In a new paper published in the journal Physical Review Letters, the team from Harvard Medical School shows how a quantum mechanical effect could be used for this purpose.
The paper, which is co-authored by postdoctoral researcher Andrew Smith, has been accepted for publication in the Journal of Physiology.
The researchers showed that the force generated by a human body’s muscle contraction is proportional to the force required for that muscle to contract.
They say this can be used as a basis for designing and testing devices for measuring force.
“The fundamental assumption behind these experiments is that we are measuring human muscle contraction, and the human muscle can only contract for a certain amount of time,” Smith said.
“This is the same for all the muscles we study, including our own muscles.
The reason why the human muscles can only perform certain types of contractions is that they have an extremely short distance to travel.
It is the shortest distance that human muscles travel when the muscle is contracting, and that is what we measure.”
For this experiment, the researchers used an accelerometer to measure changes in the force exerted by the muscle.
The researchers then measured the force produced by the force on a sphere that was suspended in water.
When the force is greater than a certain threshold, it can be seen that the body starts to rotate.

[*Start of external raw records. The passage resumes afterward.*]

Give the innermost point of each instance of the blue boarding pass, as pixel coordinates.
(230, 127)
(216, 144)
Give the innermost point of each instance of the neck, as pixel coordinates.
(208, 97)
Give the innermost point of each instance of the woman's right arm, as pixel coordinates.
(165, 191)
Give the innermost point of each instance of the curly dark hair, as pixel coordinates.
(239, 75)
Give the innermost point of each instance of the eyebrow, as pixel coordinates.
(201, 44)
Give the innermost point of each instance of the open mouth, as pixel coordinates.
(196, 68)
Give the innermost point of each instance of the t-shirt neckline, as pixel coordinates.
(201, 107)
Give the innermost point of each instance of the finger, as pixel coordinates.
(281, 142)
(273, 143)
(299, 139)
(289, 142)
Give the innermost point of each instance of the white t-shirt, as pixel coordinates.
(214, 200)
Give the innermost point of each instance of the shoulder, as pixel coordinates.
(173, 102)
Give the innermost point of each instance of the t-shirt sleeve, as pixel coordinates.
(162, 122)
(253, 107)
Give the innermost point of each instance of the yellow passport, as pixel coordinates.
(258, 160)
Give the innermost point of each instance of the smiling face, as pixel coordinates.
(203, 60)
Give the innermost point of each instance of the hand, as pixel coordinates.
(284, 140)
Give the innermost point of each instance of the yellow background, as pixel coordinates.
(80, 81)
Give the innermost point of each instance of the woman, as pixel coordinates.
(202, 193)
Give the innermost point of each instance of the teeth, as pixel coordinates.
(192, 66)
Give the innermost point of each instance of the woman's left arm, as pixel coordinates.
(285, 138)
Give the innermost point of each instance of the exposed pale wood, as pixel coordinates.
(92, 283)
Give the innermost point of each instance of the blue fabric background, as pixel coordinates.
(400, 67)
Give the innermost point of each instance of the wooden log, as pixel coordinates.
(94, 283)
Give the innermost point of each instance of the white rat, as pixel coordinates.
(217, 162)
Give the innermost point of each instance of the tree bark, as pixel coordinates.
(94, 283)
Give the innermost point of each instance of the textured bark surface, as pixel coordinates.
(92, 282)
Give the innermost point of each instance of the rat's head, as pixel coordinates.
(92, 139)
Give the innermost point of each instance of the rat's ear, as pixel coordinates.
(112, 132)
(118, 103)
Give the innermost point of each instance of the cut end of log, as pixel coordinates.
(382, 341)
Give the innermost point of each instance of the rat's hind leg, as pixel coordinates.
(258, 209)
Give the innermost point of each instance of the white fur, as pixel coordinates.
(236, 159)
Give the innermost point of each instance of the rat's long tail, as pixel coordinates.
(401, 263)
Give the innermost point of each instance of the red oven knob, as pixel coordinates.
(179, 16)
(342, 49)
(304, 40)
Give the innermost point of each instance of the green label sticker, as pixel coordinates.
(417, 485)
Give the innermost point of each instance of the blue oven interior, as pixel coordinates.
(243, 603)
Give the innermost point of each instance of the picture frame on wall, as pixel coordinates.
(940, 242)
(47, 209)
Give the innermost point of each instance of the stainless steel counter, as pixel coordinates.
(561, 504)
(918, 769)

The researchers then used an MRI to measure how the force changes with time, showing that the time-varying force depends on the speed of motion.
This is what happens when the force decreases, and when the body begins to rotate again.
While the forces generated by the muscles are small, they can be an important part of assessing how fast the body is moving.
For example, if a person is running at a very fast speed, the body can easily lose momentum.
This is because when the human skeletal muscle is contracting, it is moving in a direction opposite to the one it was contracting.
To find out how much force is generated by muscles, the scientists took an accelerometry device and used it to measure force on an object.
They then recorded the change in force when they took a picture of the object.
The result is that the change can be calculated.
Using this, the authors found that when the object was suspended and rotated, the force was proportional to how fast it was rotating.
This result has significant implications for the design of mechanical devices, since a device that is rotating can be made to generate a certain force at a certain speed, but it will also generate a force proportional to its speed.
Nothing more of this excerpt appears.